Julian F. (The smoker who
shouldn’t).
Julian was one of
my first “patients”. He was (is) sixty-three years old and suffers from
multiple disorders including emphysema and diabetes. His “Nurse” Norlee told me
he had cogitative disorder and therefore was in need of constant, on-going
reminders to take care of him self and do what he was supposed to do, which she
tried to transfer to me with this off hand comment.
Julian lives in
the East Avenue Trailer Park off Linden Avenue in Pittsford which, I’m sure, makes
the residents of the rather high end town of Pittsford just a little tight
around the collar, with his ninety year old mother, Edna and his two brothers,
Amil (who looks like Paul Newman with cancer) and Larry, who’s about forty but
doesn’t seem to work, not that there’s anything wrong with that. When I first
met Amyl I said to him, “Ah, named after a famous nitrate” and received my
first “trout look” in several years, causing me to resist trifling with Amyl.
There are also two daughters who come frequently to take Mom to the doctors and
perform most of the bookkeeping/bill paying and shopping duties necessary to
keep this trailer full of folks in OK medical shape, and fed. They had lived in
this location for over thirty years and as a result this forty feet of living
space was jammed with various collectables gathered and filed along their ways
of live into what had to be four of five hundred square feet of space. On the
Health Plan it said, “Pick up and keep the place clean” and during the several
weeks I went there I tried to find a place to start, BUT to no avail.
Julian looks like
Henry Lee Lucas, the alleged serial killer from Texas, and he spends most all
his days smoking cigarettes, drinking coffee and looking out the window across
the vast expanse of the East Avenue Trailer Park while complaining about the
pathetic state of the medical communities inability to understand his problems
and the miserable financial situation he’s found himself in for, basically, not
having worked much during his life as a result of one or another medical
“situation”.
Mostly I made his
bed, encouraged him to take a shower, and tried to make sure he applied some “magic”

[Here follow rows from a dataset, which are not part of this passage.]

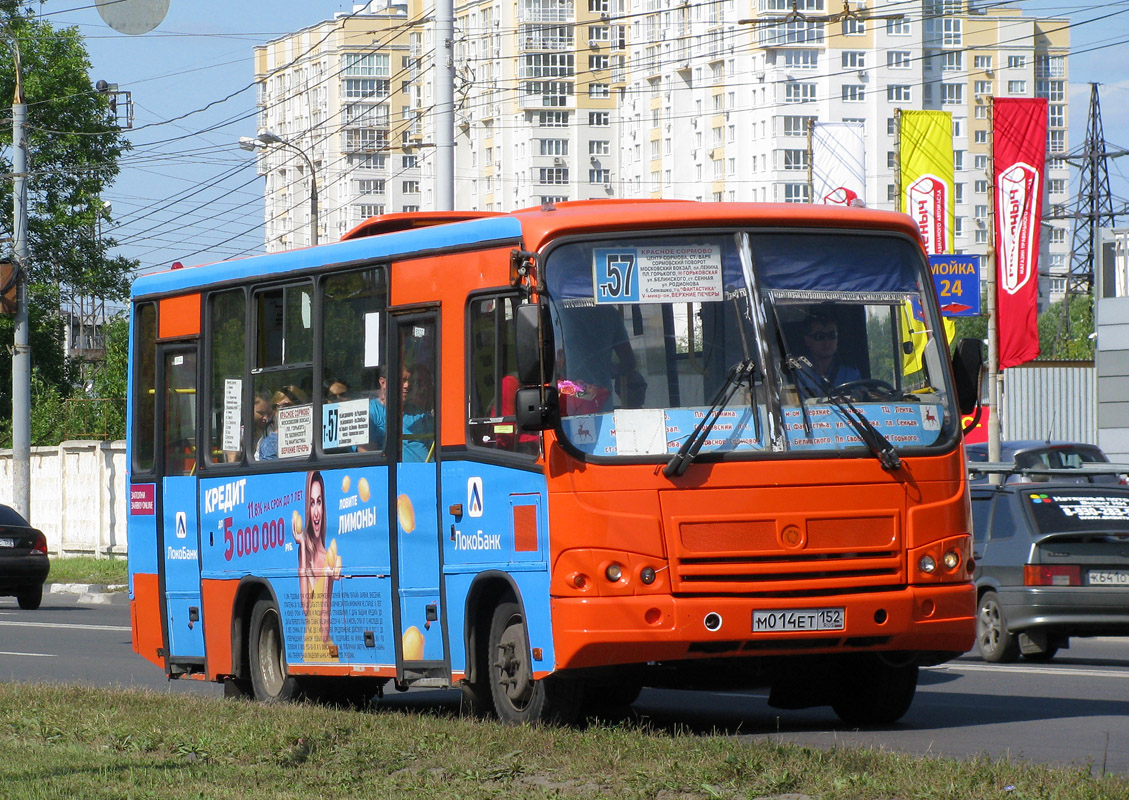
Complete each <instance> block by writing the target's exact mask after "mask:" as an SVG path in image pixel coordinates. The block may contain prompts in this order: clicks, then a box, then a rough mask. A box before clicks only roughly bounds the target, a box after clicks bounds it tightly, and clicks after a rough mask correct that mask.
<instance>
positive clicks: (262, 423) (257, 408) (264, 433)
mask: <svg viewBox="0 0 1129 800" xmlns="http://www.w3.org/2000/svg"><path fill="white" fill-rule="evenodd" d="M252 452H253V454H254V459H255V460H256V461H262V460H268V459H271V458H277V457H278V434H277V432H275V430H274V406H273V404H272V403H271V396H270V394H269V393H266V392H259V393H256V394H255V441H254V445H253V446H252Z"/></svg>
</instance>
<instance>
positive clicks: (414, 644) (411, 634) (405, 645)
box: [403, 625, 423, 661]
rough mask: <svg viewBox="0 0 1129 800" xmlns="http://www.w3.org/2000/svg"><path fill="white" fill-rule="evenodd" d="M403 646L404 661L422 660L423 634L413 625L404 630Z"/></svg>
mask: <svg viewBox="0 0 1129 800" xmlns="http://www.w3.org/2000/svg"><path fill="white" fill-rule="evenodd" d="M403 647H404V660H405V661H422V660H423V634H422V633H420V630H419V628H418V627H415V626H414V625H412V626H411V627H410V628H408V630H406V631H404V636H403Z"/></svg>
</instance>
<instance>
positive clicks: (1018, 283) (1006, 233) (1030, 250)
mask: <svg viewBox="0 0 1129 800" xmlns="http://www.w3.org/2000/svg"><path fill="white" fill-rule="evenodd" d="M1045 153H1047V100H1045V99H1041V98H1027V97H997V98H995V104H994V111H992V160H994V161H995V165H994V175H992V181H994V183H995V190H996V191H995V194H996V266H997V270H996V328H997V331H998V336H999V367H1000V369H1006V368H1007V367H1015V366H1016V364H1021V363H1023V362H1025V361H1030V360H1031V359H1033V358H1035V357H1036V355H1039V326H1038V323H1036V311H1038V306H1039V227H1040V221H1041V220H1042V217H1043V172H1044V170H1043V167H1044V164H1045V160H1047V158H1045Z"/></svg>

suave to the back of his right leg (upon an ulcer or five) in the hopes that
these diabetes induced problem areas would clear up.
I went to see
Julian twice a week, Mondays and Fridays, for two hours a pop, for the first
four weeks I worked for Rural Metro. I was relieved, finally, by a new student
who lived in the area.
I can only hope for
the best for Julian, but I don’t even know what that is. God forbid I ever find
my self in similar circumstances I don’t know what I’d do.